There are a seemingly never ending supply of choices to make. These can be trivial things like, “Do I have a bagel for breakfast,” to the more significant like, “What college should I attend?” Choices are everywhere and need to be dealt with in daily life.
Youth ministry comes with a certain amount of impulsive behavior. So, when too many choices are presented to youth, there can be confusion about what is the right thing to do. Parents and youth pastors would like to think that their students would draw from the wisdom they have been taught and choose God’s way. But, how good are middle or high school students at making wise choices?
What can we do as parents and youth pastors to help students make godly choices?
The only way to prepare them to make wise choices and help them learn from their choices is to consistently teach the Word of God. The answers to these situations they are in comes from God, not from any of our own minds.
For an example of how this works, let’s look at Proverbs 9. There we see wisdom and we see folly personified as two very different people. They both are calling people to come and be a guest at their party. They both are at the highest place of the city, looking out on the people as they go about their life. What is the difference between them?

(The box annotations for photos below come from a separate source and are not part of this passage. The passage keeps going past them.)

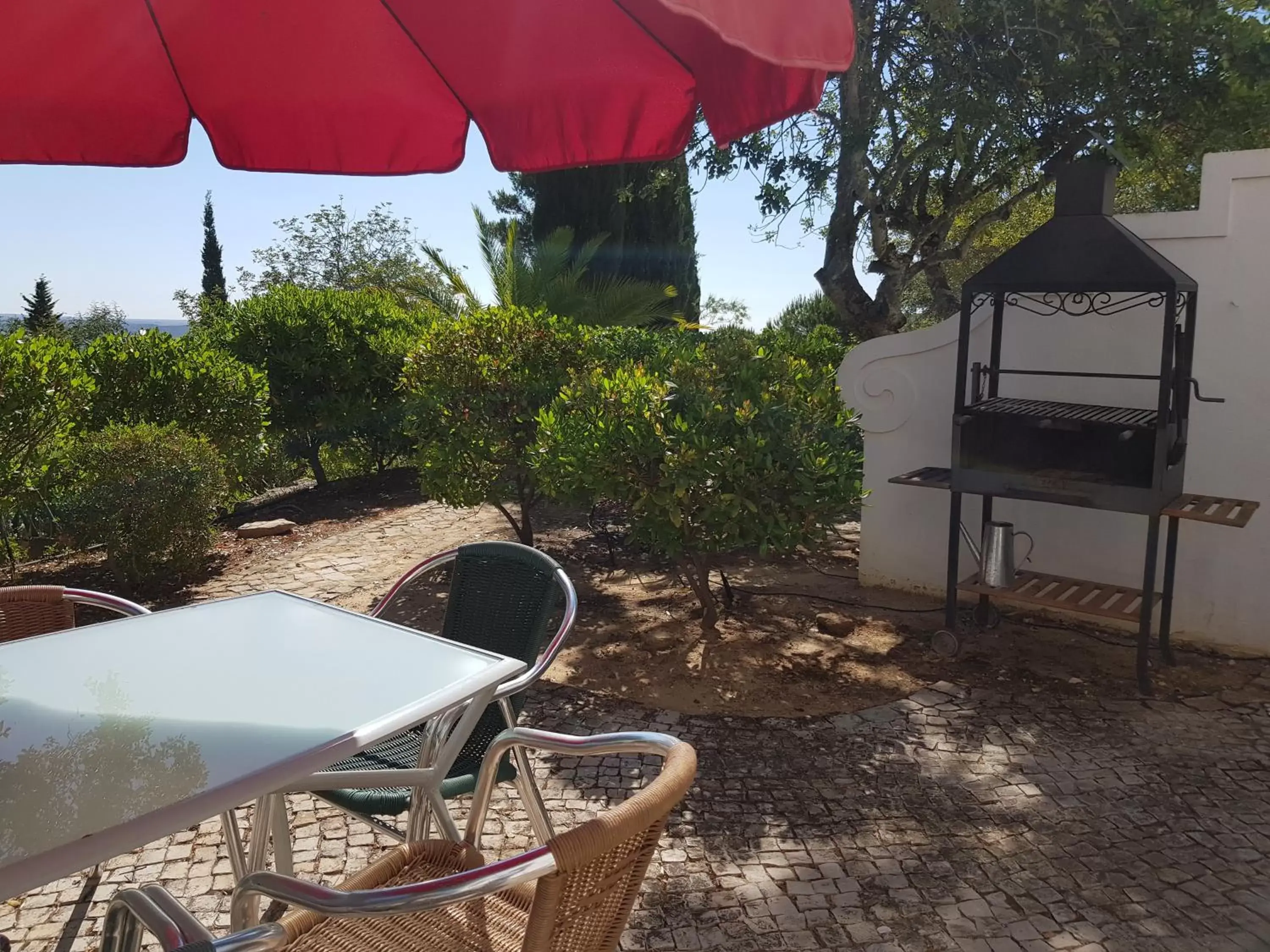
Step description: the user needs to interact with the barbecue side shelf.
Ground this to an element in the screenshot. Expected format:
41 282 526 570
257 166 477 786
888 466 1259 622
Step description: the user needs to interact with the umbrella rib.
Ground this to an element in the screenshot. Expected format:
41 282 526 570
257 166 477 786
378 0 478 124
612 0 696 80
145 0 196 123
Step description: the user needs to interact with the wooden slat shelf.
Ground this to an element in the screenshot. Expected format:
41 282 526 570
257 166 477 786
1161 493 1261 529
886 466 952 489
958 571 1161 622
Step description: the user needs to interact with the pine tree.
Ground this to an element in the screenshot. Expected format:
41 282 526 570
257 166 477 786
203 192 229 301
22 274 62 334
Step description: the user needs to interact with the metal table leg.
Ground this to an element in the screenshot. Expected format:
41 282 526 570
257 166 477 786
1160 515 1181 666
498 697 555 845
1138 515 1160 696
944 493 961 633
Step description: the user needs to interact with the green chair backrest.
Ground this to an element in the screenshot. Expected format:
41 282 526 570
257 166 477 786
441 542 564 680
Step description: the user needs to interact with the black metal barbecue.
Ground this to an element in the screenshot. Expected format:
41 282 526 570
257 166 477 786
892 160 1257 693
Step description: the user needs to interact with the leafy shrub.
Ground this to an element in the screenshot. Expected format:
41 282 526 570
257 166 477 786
67 423 227 590
0 330 93 509
403 307 596 546
239 430 305 496
62 301 128 350
210 286 429 484
536 329 861 631
84 330 268 481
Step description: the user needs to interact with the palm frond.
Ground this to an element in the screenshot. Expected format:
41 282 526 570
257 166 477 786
419 244 481 314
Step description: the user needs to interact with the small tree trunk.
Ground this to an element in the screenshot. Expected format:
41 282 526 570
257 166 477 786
494 503 533 546
679 552 719 632
518 499 535 546
309 443 326 486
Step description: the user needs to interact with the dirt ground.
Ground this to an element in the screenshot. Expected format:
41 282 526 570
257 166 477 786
521 518 1270 717
18 471 1270 716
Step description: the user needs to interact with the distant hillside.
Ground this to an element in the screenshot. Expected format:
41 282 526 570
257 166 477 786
0 314 189 338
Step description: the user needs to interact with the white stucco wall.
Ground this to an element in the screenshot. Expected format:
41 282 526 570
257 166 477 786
838 150 1270 654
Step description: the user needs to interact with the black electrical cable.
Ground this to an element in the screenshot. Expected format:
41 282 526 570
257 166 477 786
719 572 944 614
719 566 1256 661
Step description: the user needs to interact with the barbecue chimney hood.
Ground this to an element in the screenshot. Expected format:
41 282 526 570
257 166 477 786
963 159 1195 294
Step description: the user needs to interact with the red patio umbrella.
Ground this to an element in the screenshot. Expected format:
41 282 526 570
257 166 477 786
0 0 855 174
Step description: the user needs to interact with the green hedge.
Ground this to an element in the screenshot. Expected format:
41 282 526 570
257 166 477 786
83 330 268 482
66 423 227 590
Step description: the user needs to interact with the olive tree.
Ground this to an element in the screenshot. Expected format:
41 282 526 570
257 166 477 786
536 327 862 631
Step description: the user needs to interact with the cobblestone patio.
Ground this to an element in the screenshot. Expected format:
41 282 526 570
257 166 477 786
0 683 1270 952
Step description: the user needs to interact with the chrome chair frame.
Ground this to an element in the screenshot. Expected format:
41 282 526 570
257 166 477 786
62 589 150 617
100 727 682 952
267 551 578 880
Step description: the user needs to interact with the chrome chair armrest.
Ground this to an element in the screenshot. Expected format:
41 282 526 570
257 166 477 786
62 589 150 616
464 727 683 847
230 847 556 932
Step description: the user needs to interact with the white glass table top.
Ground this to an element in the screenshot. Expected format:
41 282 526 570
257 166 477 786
0 592 525 900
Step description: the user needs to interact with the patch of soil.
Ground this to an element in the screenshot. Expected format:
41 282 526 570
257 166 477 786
537 514 1270 717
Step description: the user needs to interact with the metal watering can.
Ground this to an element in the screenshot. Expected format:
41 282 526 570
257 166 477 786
960 522 1036 589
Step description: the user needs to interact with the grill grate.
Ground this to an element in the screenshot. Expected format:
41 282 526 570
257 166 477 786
966 397 1156 429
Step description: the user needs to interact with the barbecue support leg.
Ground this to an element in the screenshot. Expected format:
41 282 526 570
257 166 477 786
975 496 992 621
1160 515 1181 668
1138 515 1160 697
944 493 961 633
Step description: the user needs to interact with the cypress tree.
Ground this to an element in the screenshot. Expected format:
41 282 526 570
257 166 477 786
203 192 229 301
513 156 701 321
22 274 62 334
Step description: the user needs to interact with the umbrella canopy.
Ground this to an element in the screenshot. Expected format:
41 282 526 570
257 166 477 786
0 0 855 174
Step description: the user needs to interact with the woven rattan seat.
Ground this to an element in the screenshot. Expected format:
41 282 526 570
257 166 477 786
282 744 696 952
0 585 75 641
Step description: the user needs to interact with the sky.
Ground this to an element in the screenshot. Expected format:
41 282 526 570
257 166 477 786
0 123 824 324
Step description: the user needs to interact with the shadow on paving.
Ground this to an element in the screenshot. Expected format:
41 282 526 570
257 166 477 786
526 683 1270 952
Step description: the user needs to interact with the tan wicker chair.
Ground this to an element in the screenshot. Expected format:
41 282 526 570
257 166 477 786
0 585 150 642
100 727 696 952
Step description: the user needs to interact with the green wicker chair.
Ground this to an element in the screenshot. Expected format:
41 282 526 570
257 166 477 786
297 542 578 843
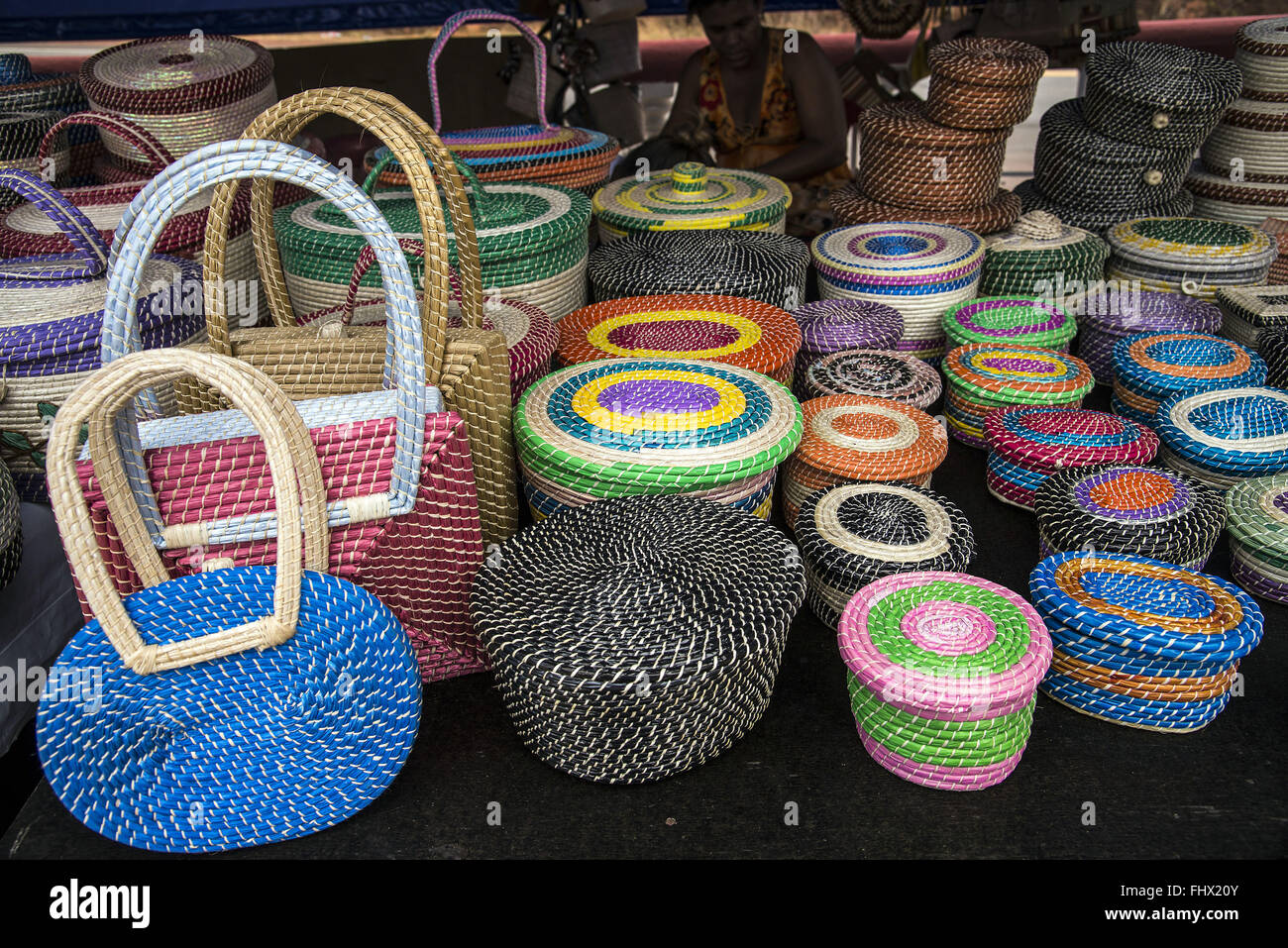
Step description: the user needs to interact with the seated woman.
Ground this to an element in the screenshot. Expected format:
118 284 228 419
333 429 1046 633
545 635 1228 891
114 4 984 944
662 0 850 239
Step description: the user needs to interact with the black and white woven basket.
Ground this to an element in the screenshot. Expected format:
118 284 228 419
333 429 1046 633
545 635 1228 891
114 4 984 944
471 496 805 784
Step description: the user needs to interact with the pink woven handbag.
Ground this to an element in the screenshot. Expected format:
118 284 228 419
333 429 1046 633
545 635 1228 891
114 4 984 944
81 139 484 682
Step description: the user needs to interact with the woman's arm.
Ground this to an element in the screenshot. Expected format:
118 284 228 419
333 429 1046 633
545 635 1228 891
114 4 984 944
756 34 845 180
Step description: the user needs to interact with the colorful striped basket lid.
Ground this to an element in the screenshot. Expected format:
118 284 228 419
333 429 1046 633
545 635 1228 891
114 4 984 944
837 572 1051 790
810 222 984 358
1033 464 1225 570
794 483 975 629
514 360 803 497
1113 332 1266 425
1154 387 1288 488
80 34 277 162
1216 284 1288 349
1015 177 1194 236
1085 40 1243 149
426 9 619 188
944 296 1078 352
1029 552 1265 733
1225 474 1288 603
1234 17 1288 100
471 497 805 784
558 293 802 383
1033 99 1194 218
590 231 808 310
1105 218 1279 299
595 161 793 242
799 349 944 411
984 406 1158 510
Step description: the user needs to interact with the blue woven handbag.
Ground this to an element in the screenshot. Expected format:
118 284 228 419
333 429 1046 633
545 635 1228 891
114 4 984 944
36 349 420 853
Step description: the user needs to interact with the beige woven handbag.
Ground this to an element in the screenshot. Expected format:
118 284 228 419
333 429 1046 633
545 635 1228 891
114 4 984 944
180 87 519 542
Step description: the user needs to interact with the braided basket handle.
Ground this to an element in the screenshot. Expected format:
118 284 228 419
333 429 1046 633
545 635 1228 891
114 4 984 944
429 9 557 132
0 167 108 279
46 349 330 675
38 112 174 177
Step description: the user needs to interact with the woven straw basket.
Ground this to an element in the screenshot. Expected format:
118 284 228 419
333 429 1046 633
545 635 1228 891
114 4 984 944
36 349 420 853
170 89 519 542
93 139 488 681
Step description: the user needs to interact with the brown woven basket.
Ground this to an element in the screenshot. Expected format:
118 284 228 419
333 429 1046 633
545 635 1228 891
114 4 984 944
179 87 519 542
858 102 1009 210
926 36 1047 130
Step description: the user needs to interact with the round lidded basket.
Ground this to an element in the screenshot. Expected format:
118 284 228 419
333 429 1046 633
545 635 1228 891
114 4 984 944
810 222 984 360
1015 177 1194 237
80 34 277 162
514 360 803 518
1033 99 1194 214
944 296 1078 352
1155 386 1288 489
1225 474 1288 603
1083 40 1243 150
926 36 1047 130
1033 464 1225 570
855 102 1009 210
1113 332 1266 425
783 395 948 524
828 181 1021 235
837 572 1051 790
471 497 805 784
558 293 802 385
794 483 975 629
593 161 793 244
984 406 1158 510
590 231 808 310
1234 17 1288 102
798 349 943 411
943 343 1095 448
1029 552 1265 734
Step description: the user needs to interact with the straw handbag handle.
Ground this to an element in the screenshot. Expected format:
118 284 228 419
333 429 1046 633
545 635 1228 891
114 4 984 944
0 167 107 279
38 112 174 174
429 9 557 132
103 138 430 546
234 87 483 340
46 349 330 675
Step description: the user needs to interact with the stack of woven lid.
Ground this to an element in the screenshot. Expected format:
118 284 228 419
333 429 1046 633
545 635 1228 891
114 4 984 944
831 36 1047 233
795 484 975 629
1033 464 1225 570
796 349 944 411
1017 42 1240 231
944 343 1096 448
783 395 948 524
810 222 984 362
1105 218 1279 300
979 211 1109 299
514 360 803 519
557 293 802 385
944 296 1078 352
1112 332 1266 425
273 183 590 319
80 35 277 176
984 406 1158 510
590 231 808 310
1216 286 1288 352
1154 387 1288 489
837 572 1051 790
1029 552 1265 733
793 300 903 378
471 497 805 784
595 161 793 244
1078 284 1221 385
1225 474 1288 603
1186 17 1288 227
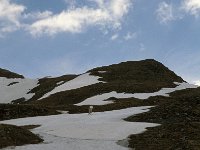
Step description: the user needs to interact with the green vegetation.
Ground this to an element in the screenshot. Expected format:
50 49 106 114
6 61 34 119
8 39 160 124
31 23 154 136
125 88 200 150
0 68 24 78
32 60 183 106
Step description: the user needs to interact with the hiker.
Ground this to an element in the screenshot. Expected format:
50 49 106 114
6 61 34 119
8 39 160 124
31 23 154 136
89 106 93 115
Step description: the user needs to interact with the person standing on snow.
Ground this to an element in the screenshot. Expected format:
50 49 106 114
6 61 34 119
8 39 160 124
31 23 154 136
89 106 93 115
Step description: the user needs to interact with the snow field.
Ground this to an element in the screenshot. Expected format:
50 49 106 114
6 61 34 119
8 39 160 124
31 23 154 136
39 73 102 100
0 106 158 150
76 82 197 106
0 77 38 103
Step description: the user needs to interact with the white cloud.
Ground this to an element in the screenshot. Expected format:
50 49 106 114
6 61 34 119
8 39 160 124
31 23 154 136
110 34 119 41
156 2 175 24
0 0 25 34
29 0 131 35
182 0 200 17
124 32 137 41
23 10 53 19
194 80 200 86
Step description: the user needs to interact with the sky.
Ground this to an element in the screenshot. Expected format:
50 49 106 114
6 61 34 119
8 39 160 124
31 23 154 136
0 0 200 85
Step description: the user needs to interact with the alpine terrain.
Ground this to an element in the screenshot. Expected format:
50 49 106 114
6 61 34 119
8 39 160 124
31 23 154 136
0 59 200 150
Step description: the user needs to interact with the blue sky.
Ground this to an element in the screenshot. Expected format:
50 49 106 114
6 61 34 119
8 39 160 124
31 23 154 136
0 0 200 83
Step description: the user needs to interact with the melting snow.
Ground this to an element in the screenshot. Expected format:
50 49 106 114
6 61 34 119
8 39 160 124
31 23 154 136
40 73 102 99
0 106 158 150
0 77 38 103
76 82 197 106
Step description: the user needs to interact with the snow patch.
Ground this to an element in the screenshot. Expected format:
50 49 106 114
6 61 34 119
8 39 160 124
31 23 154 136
0 106 158 150
98 71 107 73
0 77 38 103
39 73 102 100
76 82 198 106
56 81 65 85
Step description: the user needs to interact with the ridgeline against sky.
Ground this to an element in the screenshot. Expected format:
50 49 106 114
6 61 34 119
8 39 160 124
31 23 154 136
0 0 200 83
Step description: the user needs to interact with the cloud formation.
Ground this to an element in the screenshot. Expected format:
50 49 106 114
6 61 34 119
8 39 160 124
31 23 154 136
194 80 200 86
156 2 175 24
182 0 200 17
29 0 131 35
0 0 26 35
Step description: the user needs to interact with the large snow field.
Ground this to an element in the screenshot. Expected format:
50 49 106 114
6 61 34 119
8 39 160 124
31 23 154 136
0 77 38 103
76 82 198 106
0 106 158 150
39 73 102 100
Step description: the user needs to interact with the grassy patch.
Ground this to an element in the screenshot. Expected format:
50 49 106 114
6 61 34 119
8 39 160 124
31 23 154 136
125 88 200 150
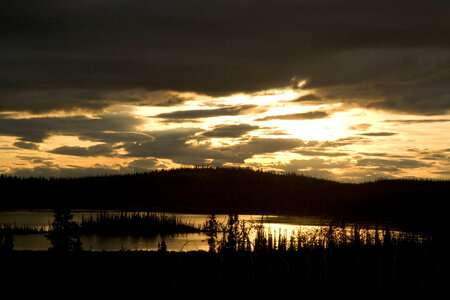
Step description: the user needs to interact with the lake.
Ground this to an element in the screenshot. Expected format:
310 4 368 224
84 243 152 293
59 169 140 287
0 210 414 251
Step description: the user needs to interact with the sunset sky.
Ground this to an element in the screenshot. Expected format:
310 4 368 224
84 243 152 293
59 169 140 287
0 0 450 182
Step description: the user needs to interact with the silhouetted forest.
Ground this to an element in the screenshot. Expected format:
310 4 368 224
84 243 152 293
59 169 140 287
0 167 450 230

1- Wisdom comes from God – This is obvious, but shouldn’t be missed. “The fear of the LORD is the beginning of wisdom.” (Proverbs 9:10) God alone is wise. No one figures out how to be wise on their own; they need input from one who is wise. After all, who determines what is right and wrong? There must be some standard.
2- Wisdom is based on what is real while folly is a counterfeit. This is when some activity or thing is seen as so wonderful that it will make life the most fulfilling. Folly makes itself look appealing with enticing offers. “Stolen water is sweet; food eaten in secret is delicious!” (Proverbs 9:17) The problem is that while it might look appealing, it is nothing but a lie. These traps are easily fallen into, if we aren’t paying attention to what is true and what isn’t.
3- Wisdom leads to life. Folly leads to death. There is a stark contrast here. Wisdom has a wonderful buffet meal of “prepared meat” and other items, while folly has “stolen water.” Wisdom says, “Leave your simple ways and you will live.” (Proverbs 9:6) Whereas, in the company of folly one suddenly realizes that they are among the dead. — “Her guests are in the depths of the grave” (Proverbs 9:18)
There is blessing in God’s way of doing things.
It is my prayer in youth ministry that students are getting the Word of God established in their lives through their family life and through their experience in our ministry. The goal is not to make the message relevant, but to take a relevant message and help it connect to them. The Word of God will direct actions, if it is allowed to do so. The challenge is to motivate students, or any of us, to apply it to real life.
The question in all choices we make is, “Will this choice I make take me to where I really want to go?” No matter what we do with our time, we are moving in some direction. Those that are living in wisdom will want to get closer to God, while those far away just seem to keep a distance, listening to their own ideas.
May each of us live wisely and pass on that heritage to those who look up to us.